O (Nor)destino é feito de despedidas, chegadas e despedidas, mal se chega já é preciso partir para travar lutas no fim do mundo, e o visitante se despediu levando na memória o grito do outro por um mundo mais justo.

Era preciso seguir caminho, caminhar sobre a ponte na espera do trem que n(o)s transportaria no tempo. O viver é travessia. Parecia coisa de antigamente. Ariano Suassuna é de antigamente. Tudo respira antigo perto dele, porque ele enxerga no futuro.

O trem não veio.

O homem foi de encontro ao rio e ficou sobre a ponte.

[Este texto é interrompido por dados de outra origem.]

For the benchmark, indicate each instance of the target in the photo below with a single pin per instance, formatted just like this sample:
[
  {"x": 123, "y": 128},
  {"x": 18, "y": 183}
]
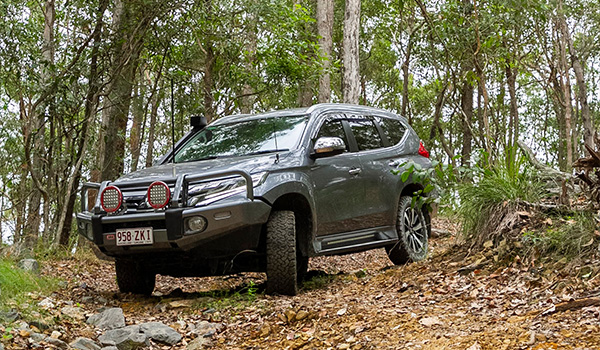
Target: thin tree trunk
[
  {"x": 325, "y": 33},
  {"x": 351, "y": 73},
  {"x": 151, "y": 129},
  {"x": 91, "y": 103}
]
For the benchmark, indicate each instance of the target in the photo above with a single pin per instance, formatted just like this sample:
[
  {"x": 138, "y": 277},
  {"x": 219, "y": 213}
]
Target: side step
[{"x": 349, "y": 242}]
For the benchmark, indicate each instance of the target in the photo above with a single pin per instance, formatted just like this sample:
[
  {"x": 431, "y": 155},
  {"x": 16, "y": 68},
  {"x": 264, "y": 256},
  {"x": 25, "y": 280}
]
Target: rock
[
  {"x": 126, "y": 338},
  {"x": 30, "y": 265},
  {"x": 46, "y": 303},
  {"x": 111, "y": 318},
  {"x": 82, "y": 343},
  {"x": 9, "y": 316},
  {"x": 75, "y": 313},
  {"x": 160, "y": 332},
  {"x": 207, "y": 329},
  {"x": 198, "y": 344},
  {"x": 57, "y": 343}
]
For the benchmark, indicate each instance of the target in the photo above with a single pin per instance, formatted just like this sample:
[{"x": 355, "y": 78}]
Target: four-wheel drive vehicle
[{"x": 264, "y": 193}]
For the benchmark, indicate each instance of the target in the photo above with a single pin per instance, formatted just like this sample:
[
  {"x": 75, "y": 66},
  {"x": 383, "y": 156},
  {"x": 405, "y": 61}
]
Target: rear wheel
[
  {"x": 283, "y": 265},
  {"x": 133, "y": 278},
  {"x": 412, "y": 226}
]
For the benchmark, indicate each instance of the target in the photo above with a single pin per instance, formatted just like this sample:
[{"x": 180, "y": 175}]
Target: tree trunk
[
  {"x": 138, "y": 112},
  {"x": 351, "y": 74},
  {"x": 466, "y": 105},
  {"x": 91, "y": 103},
  {"x": 157, "y": 98},
  {"x": 588, "y": 126},
  {"x": 325, "y": 33},
  {"x": 131, "y": 23}
]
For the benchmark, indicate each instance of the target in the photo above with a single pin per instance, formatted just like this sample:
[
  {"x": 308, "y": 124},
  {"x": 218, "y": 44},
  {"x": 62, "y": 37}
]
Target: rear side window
[
  {"x": 392, "y": 128},
  {"x": 333, "y": 128},
  {"x": 366, "y": 134}
]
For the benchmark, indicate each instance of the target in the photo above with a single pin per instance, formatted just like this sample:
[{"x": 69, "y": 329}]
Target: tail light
[
  {"x": 111, "y": 199},
  {"x": 422, "y": 151},
  {"x": 159, "y": 195}
]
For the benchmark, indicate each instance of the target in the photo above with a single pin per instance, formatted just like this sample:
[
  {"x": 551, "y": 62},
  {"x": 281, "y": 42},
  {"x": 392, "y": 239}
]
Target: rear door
[{"x": 338, "y": 183}]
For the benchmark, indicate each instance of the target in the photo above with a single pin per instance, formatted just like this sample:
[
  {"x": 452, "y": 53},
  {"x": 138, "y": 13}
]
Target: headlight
[{"x": 208, "y": 192}]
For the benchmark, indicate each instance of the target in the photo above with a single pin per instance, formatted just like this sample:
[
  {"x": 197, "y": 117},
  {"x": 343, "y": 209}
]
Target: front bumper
[{"x": 231, "y": 228}]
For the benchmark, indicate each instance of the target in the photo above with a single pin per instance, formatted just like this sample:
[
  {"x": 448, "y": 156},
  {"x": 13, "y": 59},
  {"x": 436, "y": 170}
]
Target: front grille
[{"x": 155, "y": 224}]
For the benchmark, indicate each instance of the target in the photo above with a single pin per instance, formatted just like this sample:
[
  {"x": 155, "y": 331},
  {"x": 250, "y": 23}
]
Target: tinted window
[
  {"x": 365, "y": 133},
  {"x": 392, "y": 128},
  {"x": 244, "y": 138},
  {"x": 333, "y": 128}
]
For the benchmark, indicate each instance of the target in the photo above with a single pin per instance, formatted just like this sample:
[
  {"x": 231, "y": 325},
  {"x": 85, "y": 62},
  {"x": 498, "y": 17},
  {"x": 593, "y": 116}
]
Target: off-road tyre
[
  {"x": 413, "y": 226},
  {"x": 282, "y": 262},
  {"x": 131, "y": 278}
]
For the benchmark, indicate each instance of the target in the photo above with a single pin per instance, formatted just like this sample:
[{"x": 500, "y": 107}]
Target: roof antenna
[
  {"x": 172, "y": 120},
  {"x": 276, "y": 146}
]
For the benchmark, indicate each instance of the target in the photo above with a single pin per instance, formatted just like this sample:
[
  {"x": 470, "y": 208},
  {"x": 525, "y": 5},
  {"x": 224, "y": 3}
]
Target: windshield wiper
[{"x": 267, "y": 151}]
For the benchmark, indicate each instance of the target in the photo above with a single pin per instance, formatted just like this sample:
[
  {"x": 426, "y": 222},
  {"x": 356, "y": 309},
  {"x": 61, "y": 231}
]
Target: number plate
[{"x": 134, "y": 236}]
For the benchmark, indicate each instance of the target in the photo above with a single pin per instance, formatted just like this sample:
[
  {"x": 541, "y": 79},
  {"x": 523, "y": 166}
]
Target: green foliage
[
  {"x": 569, "y": 236},
  {"x": 16, "y": 283}
]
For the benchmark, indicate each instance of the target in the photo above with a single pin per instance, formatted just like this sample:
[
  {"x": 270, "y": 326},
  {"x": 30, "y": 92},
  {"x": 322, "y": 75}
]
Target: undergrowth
[{"x": 16, "y": 283}]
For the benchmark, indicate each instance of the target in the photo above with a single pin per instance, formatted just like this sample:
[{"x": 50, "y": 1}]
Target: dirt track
[{"x": 359, "y": 301}]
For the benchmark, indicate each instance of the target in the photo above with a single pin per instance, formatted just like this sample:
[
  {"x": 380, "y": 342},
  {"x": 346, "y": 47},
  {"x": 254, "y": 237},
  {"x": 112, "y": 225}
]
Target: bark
[
  {"x": 138, "y": 112},
  {"x": 351, "y": 74},
  {"x": 151, "y": 129},
  {"x": 565, "y": 84},
  {"x": 466, "y": 105},
  {"x": 37, "y": 131},
  {"x": 247, "y": 96},
  {"x": 588, "y": 127},
  {"x": 325, "y": 33}
]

Contemplar a vastidão do rio é reconhecer de imediato a pequenez dos homens. O rio é dentro da gente, de quem passa sobre a ponte todo dia, ele sabia que não ia mais passar sobre aquela ponte e queria se perder por entre quem passava. Queria ser passageiro.

Passageiro, seguiu em frente.

Historicamente invariavelmente todos os caminhos de Quixeramobim levam a Matriz de Santo Antônio.

E Ariano Suassuna chegou por lá, para nos contar histórias e (re)viver memórias de coisas passadas, que nunca passarão.

Como bom visitante, deu o recado de sua luta agradeceu e se foi.

Na cidade ficou a lembrança.

Ariano Suassuna veio aqui para a gente lembrar, não dele, não só dele. Veio aqui para nós lembrar que assim como ele e Antonio Conselheiro é preciso Lutar.

Lutar pela nossa História, pela nossa Memória, por aquilo que faz de nós o que realmente somos.